I stayed in place like that for years and I was happy. Because what are you going to do? Complain to the motel? What are you gonna do? Call the front desk in a motel? “I want to speak to the manager.” “Well, he’s dead. Somebody duck taped him to a chair and shot him in the head because he owed him $15. Now I stay at beautiful 5-star hotels and I’ miserable, I’m always upset. First of all, I don’t like them. I’m not used to it. I don’t like the fanciness.  I don’t like that they tie your bathrobe into a swan that we have to dismantle. And I don’t like it when you call room service, they have to say a long flowery ‘hello’ before you get to talk about food. This is how they answer the phone at room service at fancy hotel like, “Hello [gibberish].” I hate it! I never let them. I call them, they’re like, “Hello–“. “Stop. Stop. Stop. Coffee. Don’t read it back.” I’m mean.

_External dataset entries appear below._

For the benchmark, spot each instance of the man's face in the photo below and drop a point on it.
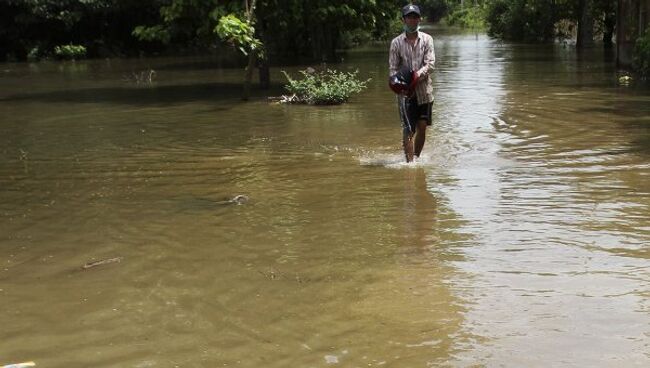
(412, 20)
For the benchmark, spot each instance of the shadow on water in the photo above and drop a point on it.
(147, 95)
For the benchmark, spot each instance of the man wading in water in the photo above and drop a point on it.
(411, 60)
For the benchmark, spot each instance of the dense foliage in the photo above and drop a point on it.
(329, 87)
(313, 29)
(642, 55)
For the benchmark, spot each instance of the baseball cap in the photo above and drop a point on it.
(410, 9)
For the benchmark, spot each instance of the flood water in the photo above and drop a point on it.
(521, 238)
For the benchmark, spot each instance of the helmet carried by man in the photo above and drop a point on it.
(404, 81)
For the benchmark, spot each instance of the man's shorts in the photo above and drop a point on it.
(410, 112)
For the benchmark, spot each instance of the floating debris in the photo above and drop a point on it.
(239, 199)
(286, 99)
(625, 80)
(101, 263)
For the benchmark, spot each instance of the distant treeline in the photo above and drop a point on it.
(313, 29)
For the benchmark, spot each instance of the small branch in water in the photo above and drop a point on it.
(143, 77)
(286, 99)
(101, 262)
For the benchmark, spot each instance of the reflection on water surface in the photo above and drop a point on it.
(520, 238)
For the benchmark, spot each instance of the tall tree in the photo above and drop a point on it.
(585, 23)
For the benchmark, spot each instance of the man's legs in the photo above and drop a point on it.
(407, 143)
(420, 136)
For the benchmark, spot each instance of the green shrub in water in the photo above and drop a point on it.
(642, 55)
(329, 87)
(70, 51)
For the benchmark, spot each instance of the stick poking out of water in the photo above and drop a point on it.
(101, 262)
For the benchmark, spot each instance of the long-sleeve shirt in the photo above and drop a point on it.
(420, 57)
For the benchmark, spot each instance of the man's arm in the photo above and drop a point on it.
(429, 60)
(393, 58)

Also, if you stay in fancy hotels, you get used to it so you start getting upset when things aren’t perfect. Like, one time, my laundry wasn’t there. I had laundry. I was waiting for it. So I called housekeeping. Now they don’t answer the phone all fancy at housekeeping. This is how she answers the phone. She goes, “Hello?” and I actually said this to her. I said, “Do you want to try that again?” Yes, I’m letting you know about me. That’s what I said. “Did I reach you on your personal phone today?” So she says, “What do you need, sir?” And I said, “Well, I don’t have my laundry. And I gave it to you.” She said, “You didn’t give it to me.” I was like, “Oh my god, I’m so excited, coz I get to be really mad.” I said, “I gave it to your department and I was promised–“, like it’s in the constitution that you get your laundry. “I was promised I’d have it in 24 hours and it’s been longer.” She said, “What do you want me to do about it?” So, I got really mad. I said, “Listen, ma’am. First of all, you can hear in my voice that I’m white.” [crowd responding negatively] By the way, I’ll defend that right now. I will defend that. Because look, it’s wrong that white people get preferential treatment. It’s wrong. But as long as they do, what’s going on at this hotel? I’m supposed to get the best. Because I’m white… which is awful and wrong, but where is it right now?

So she got sick of me and she says, “Do you want to speak to manager?” I said yes. So the manager comes on, “Hello, Ned speaking. [gibberish]” I said, “I’m very upset!” He was like, “Oh! I’m so white sorry white sir. What white happened today?” I said, “I don’t have my laundry.” He was like, [freaking out] “Ah!” He said, “I will conduct an investigation.” I was like, “Yes! That’s a very white thing to do. I want a white investigation with my laundry!” So he said, “I will call you back in five minutes or less.” Hmm. So, I was waiting in my room like, [laughing proudly]. The manager calls me back and he says, “Sir, I looked into the matter and I do need to ask you one question. Are you certain that you gave us laundry?” And as soon as he said that, I was like, “I did not give you.”

[cheers and applause]

We have a great show tonight. The Chainsmokers are here. So stick around and we’ll be right back.